Story by Uwe Wachtendorf// Photos by Uwe Wachtendorf
December 3 2010

I’ve drunk from the Kriega Kool-Aid container and I’m hooked. Having spent a full riding season using many of their products, I’m left impressed by the quality and robustness of the British-made gear.

Designed for motorcyclists who aren’t opposed to putting hard miles in adverse conditions on their machines, the Kriega R30 Rucksack is a versatile drybag that proved to have long-term comfort as its strongest attribute. Divided into three sections, the bag has two large easy-access outer pockets said to be water resistant and one large 30 litre drybag described as waterproof. The outer pockets use sealed zippers while the drybag section closes by rolling the top of it down and using three snap buckles to keep it closed.

Completely unobtrusive, even when fully loaded, the bag’s Quadloc harness kept it glued to my back no matter what I was up to. Fit is adjusted via a closed-loop strap system at the top and metal sliders at the hips that allow the R30 to be snugged down for a perfect fit. The harness closes over the chest with two snap-lock buckles that are quick to open or close. To minimize the bag’s profile and keep its contents in place, the R30 uses a six-point compression system to tailor its shape. When properly fitted, the R30 integrates itself to your body and is so comfortable that I often forgot I was even wearing it.

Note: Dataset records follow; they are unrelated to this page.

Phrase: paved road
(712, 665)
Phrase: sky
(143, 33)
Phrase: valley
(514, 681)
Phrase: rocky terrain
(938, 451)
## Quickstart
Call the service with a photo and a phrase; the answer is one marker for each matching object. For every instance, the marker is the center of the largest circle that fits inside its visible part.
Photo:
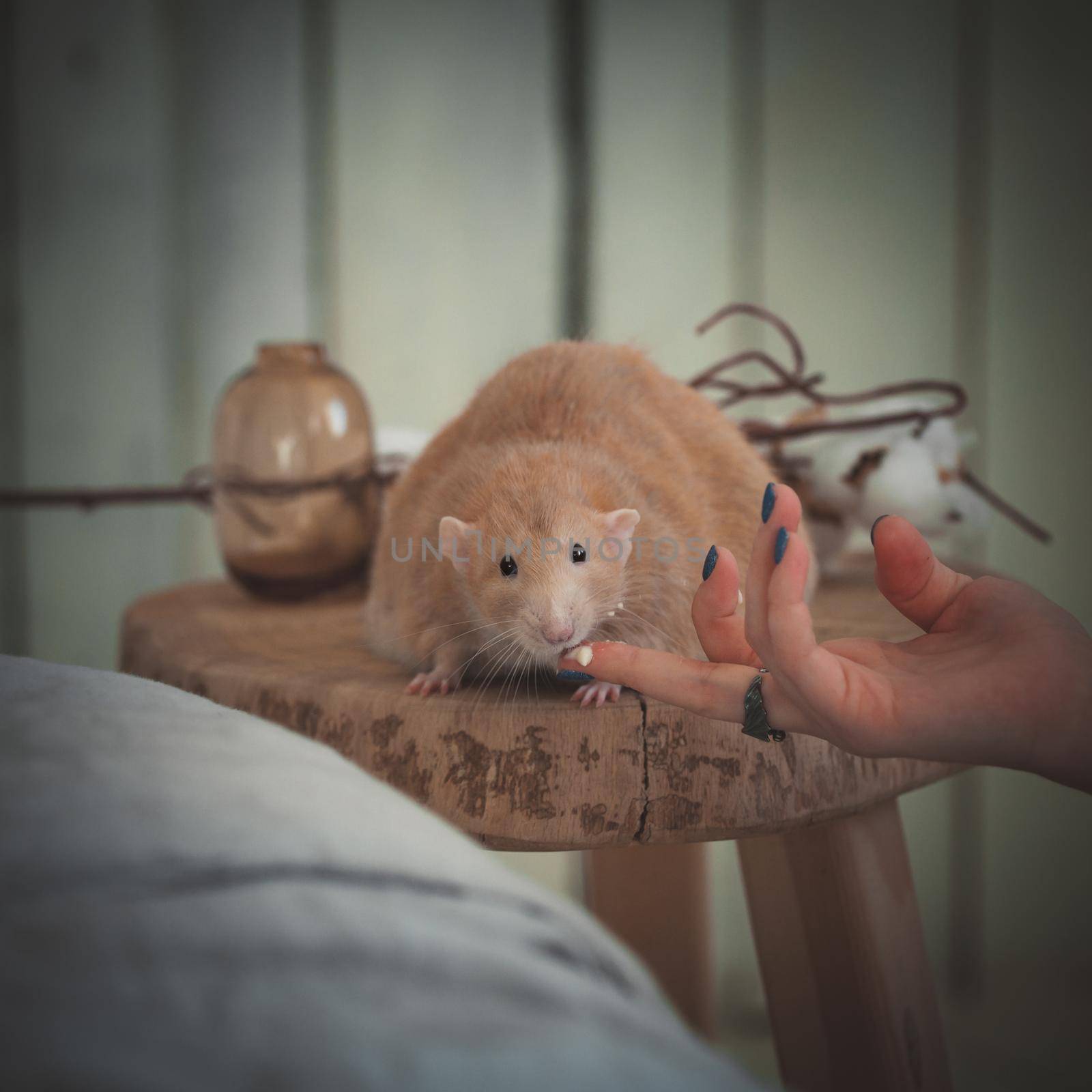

A grab handle at the top of the bag can be used either to carry it when not riding or for someone to drag your body out of a ditch, should you be so unfortunate to find yourself lying in one. Adding visibility and safety during inclement weather, the R30 has large reflective panels on the front and back of the bag that make you shine like a beacon of hope in the dead of night.

My only complaint with the R30 is with its top-loading design that forces you to be cognisant of how you load it. Items that you might need in a hurry, such as rain gear, need to be kept at the top unless you want to empty the bags. As an interesting twist, the R30 can also be used as a tank bag when used with Kriega’s Tank Bag Adapter kit.


I found Kriega products to be highly durable; after a full season of riding the $219 USD bag still looked new and didn’t suffer from any quality issues. Its weather resistance was also good. Although long rides in hard down pours left items in the outer pockets damp, everything within the drybag remained dry. Even if you’re not using the R30 for a transcontinental romp, it’s light enough to use as a commuter or day bag. I often found myself using a mostly empty R30 to carry my large-sized helmet when I reached a destination.


The R30 Rucksack is available through Kriega’s US distributor (www.kriega.us).